C’est ce matin (vendredi 17 janvier 2014), à « l’heure du laitier » - 4 h 50 – que Marcel Gossio, ancien directeur général du Port autonome d’Abidjan (PAA), a fait son grand come back en Côte d’Ivoire. Un remake du « retour de l’enfant prodigue ». La famille était là pour accueillir le « héros de la réconciliation » avec en tête le doyen Oulaï Tiabasse, son oncle, une tête d’affiche gbagboïste, et la député PDCI Madeleine Oulaï.

Il y avait, aussi, au titre du gouvernement, la ministre RDR de la Solidarité, de la Famille, de la Femme et de l’Enfant, Anne Oulotto, la « daba du Cavally », dont Madeleine Oulaï avait soutenu la candidature au Conseil régional, contre le candidat PDCI Dagobert Banzio, au nom du « genre », toutes deux étant par ailleurs originaires de l’Ouest. Le FPI avait délégué Michel Amani Nguessan, militant de longue date, indéracinable ministre de l’Education nationale (2000-2007) avant de prendre en charge le portefeuille de la Défense (2007-2010) dans le gouvernement de Guillaume Soro. C’est donc « un long cortège » qui a accompagné Gossio de l’aéroport jusqu’au domicile de Tiabasse.

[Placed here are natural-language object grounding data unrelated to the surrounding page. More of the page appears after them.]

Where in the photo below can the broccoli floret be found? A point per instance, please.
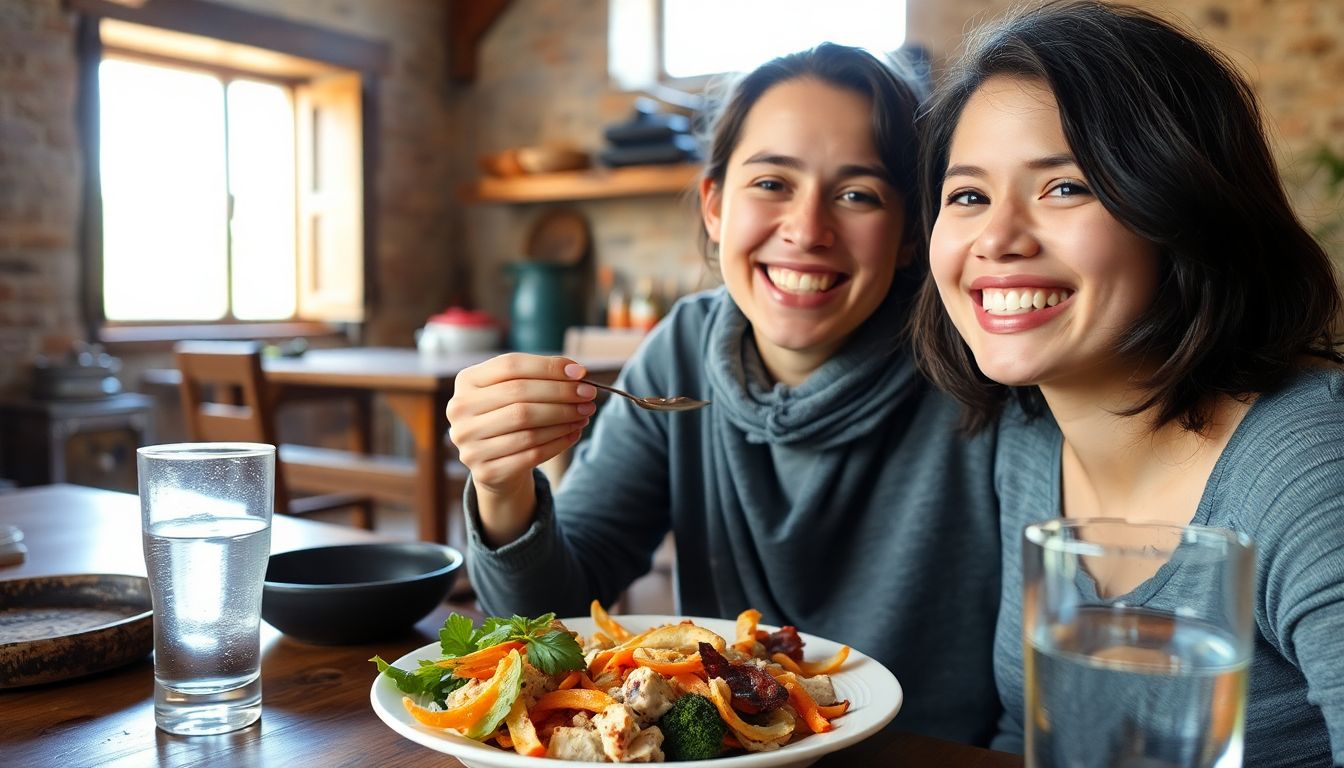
(692, 729)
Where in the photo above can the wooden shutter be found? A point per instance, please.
(331, 184)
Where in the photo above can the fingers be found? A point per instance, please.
(514, 412)
(500, 467)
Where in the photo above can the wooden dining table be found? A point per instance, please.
(415, 388)
(316, 698)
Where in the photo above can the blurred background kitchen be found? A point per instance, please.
(458, 174)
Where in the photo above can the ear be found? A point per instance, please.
(711, 207)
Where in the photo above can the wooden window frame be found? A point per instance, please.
(368, 58)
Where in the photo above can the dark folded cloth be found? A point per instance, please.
(647, 128)
(678, 148)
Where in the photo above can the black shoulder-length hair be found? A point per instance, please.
(1171, 140)
(890, 84)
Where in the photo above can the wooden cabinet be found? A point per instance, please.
(590, 184)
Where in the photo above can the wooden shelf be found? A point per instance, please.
(597, 183)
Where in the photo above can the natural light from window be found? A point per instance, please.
(710, 36)
(165, 194)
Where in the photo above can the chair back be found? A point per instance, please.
(225, 398)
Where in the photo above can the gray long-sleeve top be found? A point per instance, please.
(846, 506)
(1281, 480)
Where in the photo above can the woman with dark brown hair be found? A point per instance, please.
(1118, 283)
(827, 484)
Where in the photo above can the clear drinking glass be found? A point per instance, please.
(1137, 639)
(204, 513)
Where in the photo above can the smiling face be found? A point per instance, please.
(1038, 276)
(807, 222)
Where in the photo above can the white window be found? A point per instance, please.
(198, 195)
(659, 41)
(231, 182)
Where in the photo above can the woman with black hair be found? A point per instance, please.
(1120, 284)
(827, 484)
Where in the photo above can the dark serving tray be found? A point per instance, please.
(61, 627)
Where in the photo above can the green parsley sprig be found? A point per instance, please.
(549, 650)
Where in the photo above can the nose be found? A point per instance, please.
(807, 222)
(1007, 234)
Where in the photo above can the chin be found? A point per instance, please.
(1008, 373)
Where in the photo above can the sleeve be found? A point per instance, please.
(1300, 538)
(598, 531)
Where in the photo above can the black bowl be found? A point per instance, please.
(356, 593)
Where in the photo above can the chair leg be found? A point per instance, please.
(363, 514)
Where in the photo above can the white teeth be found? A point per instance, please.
(796, 281)
(1018, 300)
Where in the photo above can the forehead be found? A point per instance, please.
(1007, 114)
(808, 113)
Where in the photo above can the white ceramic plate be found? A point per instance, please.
(872, 692)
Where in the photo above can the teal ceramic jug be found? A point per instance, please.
(544, 304)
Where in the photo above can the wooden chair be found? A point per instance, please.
(225, 398)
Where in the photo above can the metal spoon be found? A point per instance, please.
(655, 402)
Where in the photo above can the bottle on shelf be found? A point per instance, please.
(617, 308)
(644, 305)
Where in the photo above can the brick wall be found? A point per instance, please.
(542, 78)
(40, 168)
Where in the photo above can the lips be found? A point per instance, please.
(800, 281)
(1010, 304)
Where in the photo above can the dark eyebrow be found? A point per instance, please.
(796, 164)
(1038, 164)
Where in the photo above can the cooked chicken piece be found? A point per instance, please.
(820, 689)
(464, 693)
(575, 744)
(535, 682)
(648, 694)
(647, 747)
(617, 728)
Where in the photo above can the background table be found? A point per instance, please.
(315, 697)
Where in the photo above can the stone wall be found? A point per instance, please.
(543, 78)
(40, 167)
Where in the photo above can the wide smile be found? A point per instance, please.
(801, 287)
(1015, 308)
(1019, 300)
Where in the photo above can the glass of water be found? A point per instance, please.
(1137, 640)
(204, 511)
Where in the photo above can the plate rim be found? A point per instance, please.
(469, 751)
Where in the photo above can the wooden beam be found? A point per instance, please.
(468, 20)
(249, 28)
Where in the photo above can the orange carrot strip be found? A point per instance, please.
(828, 666)
(786, 663)
(485, 657)
(618, 659)
(472, 710)
(522, 732)
(573, 698)
(606, 624)
(722, 697)
(804, 705)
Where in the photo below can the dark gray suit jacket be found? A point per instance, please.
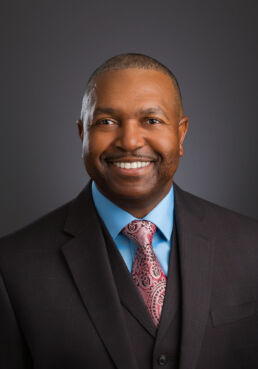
(60, 306)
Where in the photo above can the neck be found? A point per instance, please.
(138, 207)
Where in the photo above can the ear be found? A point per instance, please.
(80, 129)
(182, 129)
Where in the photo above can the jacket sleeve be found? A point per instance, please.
(14, 353)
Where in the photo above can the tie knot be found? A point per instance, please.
(140, 231)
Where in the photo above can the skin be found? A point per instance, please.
(134, 117)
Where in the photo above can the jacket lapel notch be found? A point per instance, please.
(86, 256)
(196, 254)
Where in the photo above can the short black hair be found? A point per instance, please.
(127, 61)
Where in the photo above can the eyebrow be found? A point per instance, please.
(148, 111)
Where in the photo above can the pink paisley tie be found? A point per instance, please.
(146, 271)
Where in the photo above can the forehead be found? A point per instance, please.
(132, 88)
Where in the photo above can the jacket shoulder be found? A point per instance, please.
(39, 232)
(217, 216)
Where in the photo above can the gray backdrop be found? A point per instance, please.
(49, 48)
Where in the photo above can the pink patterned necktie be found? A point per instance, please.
(146, 271)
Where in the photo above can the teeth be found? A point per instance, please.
(134, 165)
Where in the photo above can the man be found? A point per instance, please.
(135, 272)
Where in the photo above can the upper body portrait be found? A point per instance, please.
(134, 273)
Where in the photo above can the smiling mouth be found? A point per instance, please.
(131, 165)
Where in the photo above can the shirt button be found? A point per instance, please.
(162, 360)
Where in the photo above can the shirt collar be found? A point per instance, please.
(115, 218)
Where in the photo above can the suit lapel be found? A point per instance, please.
(196, 254)
(87, 258)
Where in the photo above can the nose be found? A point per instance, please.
(130, 136)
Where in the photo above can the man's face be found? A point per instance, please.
(135, 135)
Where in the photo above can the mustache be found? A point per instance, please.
(139, 155)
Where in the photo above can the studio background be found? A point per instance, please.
(49, 49)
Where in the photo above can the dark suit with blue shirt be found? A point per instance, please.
(67, 299)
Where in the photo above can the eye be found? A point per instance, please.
(152, 121)
(106, 122)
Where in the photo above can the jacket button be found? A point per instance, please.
(162, 360)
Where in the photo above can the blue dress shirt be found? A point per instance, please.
(115, 219)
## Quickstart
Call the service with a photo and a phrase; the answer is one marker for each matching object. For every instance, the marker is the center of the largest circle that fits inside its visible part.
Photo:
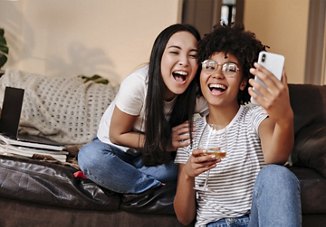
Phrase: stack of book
(31, 149)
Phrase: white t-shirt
(232, 180)
(131, 99)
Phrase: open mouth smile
(216, 88)
(180, 76)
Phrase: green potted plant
(4, 50)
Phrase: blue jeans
(118, 171)
(276, 201)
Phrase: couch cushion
(310, 148)
(51, 184)
(64, 108)
(308, 103)
(313, 188)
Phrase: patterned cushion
(64, 109)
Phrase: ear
(243, 84)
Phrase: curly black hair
(233, 40)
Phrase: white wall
(72, 37)
(282, 25)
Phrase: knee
(87, 157)
(277, 177)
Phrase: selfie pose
(236, 177)
(149, 118)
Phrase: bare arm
(277, 131)
(120, 131)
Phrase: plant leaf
(3, 60)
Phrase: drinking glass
(212, 143)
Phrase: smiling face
(221, 89)
(179, 64)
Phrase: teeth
(218, 86)
(183, 73)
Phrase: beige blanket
(64, 109)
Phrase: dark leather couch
(39, 193)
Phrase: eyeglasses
(229, 69)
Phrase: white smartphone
(272, 62)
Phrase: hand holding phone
(273, 63)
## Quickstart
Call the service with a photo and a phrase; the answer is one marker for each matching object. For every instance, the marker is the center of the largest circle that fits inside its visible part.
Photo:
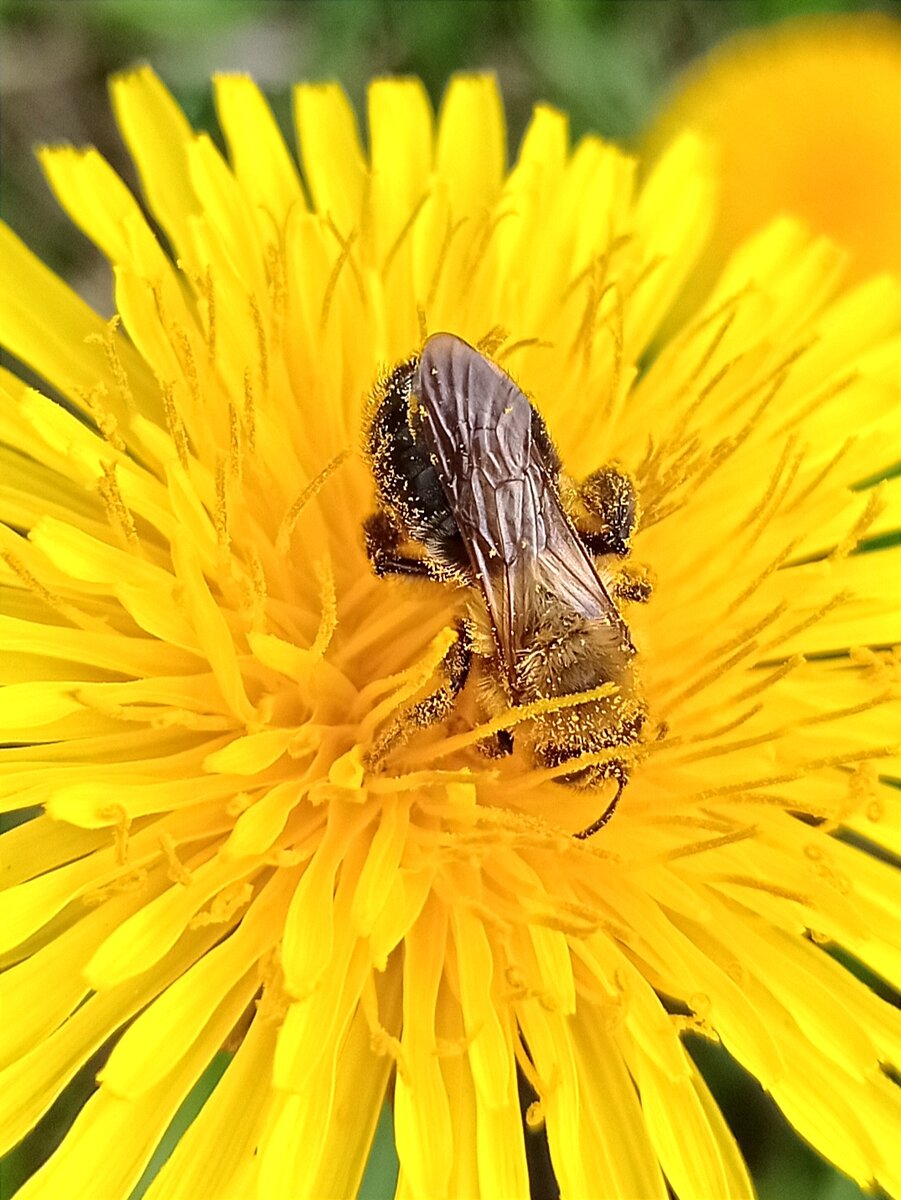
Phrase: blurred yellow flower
(197, 657)
(805, 118)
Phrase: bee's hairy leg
(608, 496)
(499, 745)
(631, 585)
(605, 816)
(438, 705)
(383, 540)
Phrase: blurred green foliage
(608, 63)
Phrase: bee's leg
(606, 815)
(608, 495)
(499, 745)
(383, 540)
(632, 585)
(438, 705)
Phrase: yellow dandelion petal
(804, 119)
(268, 826)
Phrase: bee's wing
(479, 429)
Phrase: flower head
(198, 661)
(804, 120)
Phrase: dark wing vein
(479, 429)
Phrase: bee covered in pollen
(469, 493)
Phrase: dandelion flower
(806, 119)
(197, 659)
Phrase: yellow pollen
(310, 492)
(515, 717)
(774, 677)
(175, 869)
(234, 443)
(528, 1067)
(103, 419)
(277, 289)
(821, 477)
(340, 262)
(120, 833)
(329, 609)
(758, 580)
(443, 255)
(224, 906)
(130, 881)
(692, 849)
(174, 424)
(828, 606)
(118, 514)
(535, 1116)
(406, 231)
(220, 517)
(875, 508)
(262, 347)
(250, 412)
(107, 340)
(49, 598)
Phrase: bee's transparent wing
(480, 431)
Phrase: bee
(469, 492)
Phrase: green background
(611, 64)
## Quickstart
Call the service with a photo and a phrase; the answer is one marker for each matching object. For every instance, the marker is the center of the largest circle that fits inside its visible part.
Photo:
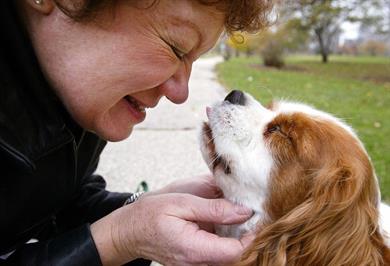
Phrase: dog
(307, 177)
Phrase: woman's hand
(164, 228)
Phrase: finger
(219, 211)
(215, 250)
(209, 227)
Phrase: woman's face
(106, 74)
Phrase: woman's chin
(113, 130)
(114, 135)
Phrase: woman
(75, 74)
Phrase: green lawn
(356, 89)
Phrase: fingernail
(242, 210)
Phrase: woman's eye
(179, 54)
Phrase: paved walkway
(165, 146)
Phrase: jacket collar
(32, 119)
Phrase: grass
(356, 89)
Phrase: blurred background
(332, 54)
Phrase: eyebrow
(179, 22)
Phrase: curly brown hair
(241, 15)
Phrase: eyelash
(180, 55)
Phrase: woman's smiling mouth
(137, 109)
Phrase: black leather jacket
(48, 189)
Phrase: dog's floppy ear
(337, 224)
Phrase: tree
(322, 18)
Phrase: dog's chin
(214, 160)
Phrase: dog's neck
(238, 193)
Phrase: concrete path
(165, 146)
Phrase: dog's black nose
(236, 97)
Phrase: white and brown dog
(308, 179)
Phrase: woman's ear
(42, 6)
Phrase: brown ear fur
(335, 224)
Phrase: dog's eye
(273, 129)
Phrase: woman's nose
(175, 88)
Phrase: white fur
(384, 222)
(238, 137)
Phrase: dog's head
(308, 175)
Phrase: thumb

Tandis que ses amis s’adonnaient aux libations du retour, le FPI était rassemblé sous l’autorité de Pascal Affi Nguessan. Ordre du jour : la normalisation de la vie politique ivoirienne qui passe par le dégel des comptes bancaires et des avoirs (y compris les biens immobiliers) des cadres pro-Gbagbo et la réinsertion des fonctionnaires. Le leader du FPI exige toujours l’organisation des Etats généraux de la République (EGR) tandis que le gouvernement entend mener ces discussions dans le Cadre permanent de dialogue, structure d’ores et déjà en place.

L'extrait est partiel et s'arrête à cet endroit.